El encanto de Peter Pan consistía en el hecho de que era un niño que no quería crecer, pero ese era también su problema. Como lo expresó Gilbert K. Chesterton en un ensayo que no tengo a mano y cito de memoria, uno no puede comerse el pastel y guardarlo al mismo tiempo; a Peter Pan lo desgarraba internamente la necesidad de elegir.
Está bien residir en la isla de Nunca Jamás, volar a voluntad, capitanear una banda de niños perdidos, luchar contra piratas y pieles rojas de forma tal que las heridas sufridas desaparezcan después de un sueño reparador. El problema es – puede ser, por lo menos – la añoranza del mundo real, la nostalgia del crecimiento que está reservado a los demás y prohibido en cambio al gran rebelde contra la realidad.
Un día Peter conoció a una niña, se llamaba Wendy o tal vez Tania, que le cosió a los pies la sombra que había perdido. Peter la llevó a su reino encantado y allí corrieron los dos mil aventuras en compañía de las hadas. Pero Wendy-Tania era una niña normal, y contra esa fatalidad es imposible luchar. Quería crecer, madurar, elegir, tener en su momento hijos y nietos. Regresó con su familia. La separación era inevitable.

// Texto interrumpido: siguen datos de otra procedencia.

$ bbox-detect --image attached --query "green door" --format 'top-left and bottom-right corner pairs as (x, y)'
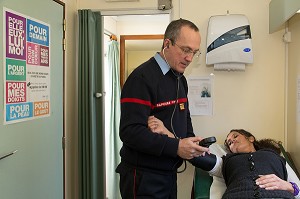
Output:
(0, 0), (64, 199)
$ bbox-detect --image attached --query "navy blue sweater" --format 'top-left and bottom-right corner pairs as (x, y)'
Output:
(117, 57), (195, 172)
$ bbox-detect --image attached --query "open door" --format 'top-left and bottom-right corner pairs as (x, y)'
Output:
(0, 0), (65, 199)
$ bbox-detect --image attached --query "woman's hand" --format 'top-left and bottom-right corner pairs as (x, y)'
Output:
(256, 174), (294, 193)
(148, 116), (174, 138)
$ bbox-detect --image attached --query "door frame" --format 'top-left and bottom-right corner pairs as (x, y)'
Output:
(53, 0), (66, 199)
(120, 34), (164, 88)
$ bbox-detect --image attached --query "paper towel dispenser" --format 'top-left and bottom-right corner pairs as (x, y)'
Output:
(206, 14), (253, 69)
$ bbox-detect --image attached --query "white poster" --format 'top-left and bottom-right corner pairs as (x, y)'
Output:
(187, 76), (213, 116)
(3, 8), (50, 124)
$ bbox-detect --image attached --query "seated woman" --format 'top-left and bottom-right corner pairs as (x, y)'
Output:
(148, 116), (300, 199)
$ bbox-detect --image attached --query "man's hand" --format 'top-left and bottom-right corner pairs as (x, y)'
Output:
(177, 137), (209, 160)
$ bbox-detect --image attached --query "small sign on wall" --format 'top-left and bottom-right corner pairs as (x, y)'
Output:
(105, 0), (140, 2)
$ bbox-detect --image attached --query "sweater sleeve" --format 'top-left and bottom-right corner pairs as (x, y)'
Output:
(120, 76), (179, 157)
(286, 163), (300, 198)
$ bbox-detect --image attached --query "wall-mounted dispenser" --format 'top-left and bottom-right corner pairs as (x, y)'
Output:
(206, 14), (253, 71)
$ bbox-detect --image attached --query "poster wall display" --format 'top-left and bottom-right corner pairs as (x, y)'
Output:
(187, 76), (213, 116)
(3, 8), (50, 124)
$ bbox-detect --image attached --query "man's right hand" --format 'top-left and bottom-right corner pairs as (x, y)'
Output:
(177, 136), (209, 160)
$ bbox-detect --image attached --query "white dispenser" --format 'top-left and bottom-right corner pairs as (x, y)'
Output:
(206, 14), (253, 70)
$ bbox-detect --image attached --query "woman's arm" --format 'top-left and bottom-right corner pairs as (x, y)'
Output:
(286, 163), (300, 198)
(256, 164), (300, 198)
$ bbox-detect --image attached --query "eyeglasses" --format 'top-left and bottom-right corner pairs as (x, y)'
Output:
(174, 42), (201, 57)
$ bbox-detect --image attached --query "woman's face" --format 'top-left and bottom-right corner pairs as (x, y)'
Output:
(226, 131), (255, 153)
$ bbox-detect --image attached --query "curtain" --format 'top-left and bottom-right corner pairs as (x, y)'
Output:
(78, 10), (106, 199)
(105, 40), (122, 199)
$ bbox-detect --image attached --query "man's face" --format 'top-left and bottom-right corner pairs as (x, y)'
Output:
(167, 26), (201, 73)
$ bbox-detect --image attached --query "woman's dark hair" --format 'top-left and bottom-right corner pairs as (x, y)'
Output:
(162, 18), (199, 49)
(224, 129), (281, 154)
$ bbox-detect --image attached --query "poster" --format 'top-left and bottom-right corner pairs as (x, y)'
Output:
(3, 8), (50, 124)
(187, 76), (213, 116)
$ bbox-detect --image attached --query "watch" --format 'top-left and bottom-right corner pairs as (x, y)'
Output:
(290, 182), (299, 196)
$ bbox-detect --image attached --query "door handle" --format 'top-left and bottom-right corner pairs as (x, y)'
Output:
(0, 150), (18, 160)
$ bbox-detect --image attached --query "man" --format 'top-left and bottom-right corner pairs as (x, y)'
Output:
(116, 19), (208, 199)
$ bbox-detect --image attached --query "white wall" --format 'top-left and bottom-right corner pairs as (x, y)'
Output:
(78, 0), (285, 199)
(287, 14), (300, 171)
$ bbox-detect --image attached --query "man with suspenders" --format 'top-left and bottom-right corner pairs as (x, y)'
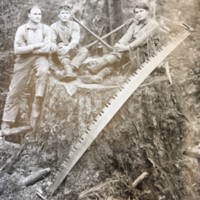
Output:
(1, 5), (51, 133)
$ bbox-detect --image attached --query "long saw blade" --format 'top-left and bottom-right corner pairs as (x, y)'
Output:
(48, 30), (190, 196)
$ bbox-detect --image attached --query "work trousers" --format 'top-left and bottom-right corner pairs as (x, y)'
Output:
(3, 55), (49, 122)
(58, 47), (88, 69)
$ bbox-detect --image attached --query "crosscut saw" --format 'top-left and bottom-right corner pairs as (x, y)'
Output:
(37, 27), (190, 199)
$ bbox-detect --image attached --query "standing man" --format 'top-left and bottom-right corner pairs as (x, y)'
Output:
(51, 4), (88, 81)
(1, 5), (51, 132)
(82, 3), (159, 83)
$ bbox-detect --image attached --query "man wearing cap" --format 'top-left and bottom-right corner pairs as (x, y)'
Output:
(82, 3), (159, 83)
(51, 4), (88, 81)
(1, 5), (51, 133)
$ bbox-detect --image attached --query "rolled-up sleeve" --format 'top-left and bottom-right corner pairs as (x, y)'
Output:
(14, 26), (33, 55)
(129, 22), (159, 50)
(118, 24), (134, 45)
(37, 25), (51, 54)
(50, 24), (57, 53)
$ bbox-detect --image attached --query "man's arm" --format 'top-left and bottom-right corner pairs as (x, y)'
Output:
(50, 24), (58, 53)
(67, 22), (80, 50)
(117, 22), (135, 45)
(33, 25), (51, 54)
(128, 23), (159, 50)
(14, 26), (44, 55)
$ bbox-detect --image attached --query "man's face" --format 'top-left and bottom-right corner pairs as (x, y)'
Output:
(28, 8), (42, 24)
(134, 8), (149, 21)
(58, 10), (71, 22)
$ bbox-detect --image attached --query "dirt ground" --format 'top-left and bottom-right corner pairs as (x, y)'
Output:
(0, 0), (200, 200)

Javier Aristu ha comentado en una entrada reciente de su blog En Campo Abierto, “Import-Export”, las diferencias sustanciales entre Syriza y el KKE, el Partido Comunista ortodoxo de Grecia. El KKE prometió a sus electores una oposición firme, nunca una opción de gobierno. Frente a la Europa de los mercaderes, la solución que ofreció fue el desenganche: abandonar el euro y volver al dracma, al espléndido aislamiento de toda la podredumbre que acompaña la vida de todos los días de los europeos. La noche de las elecciones su secretaria general mandó un mensaje a Alexis Tsipras. No de felicitación, sino de advertencia: “Ni se te ocurra pasarte por aquí a pedirnos el voto de nuestros diputados. Jamás te apoyaremos.” El síndrome de Peter Pan.
Ocurre sencillamente que la gente se ha ido con Syriza. La gente común y corriente, la buena gente. La gente que sí quiere crecer.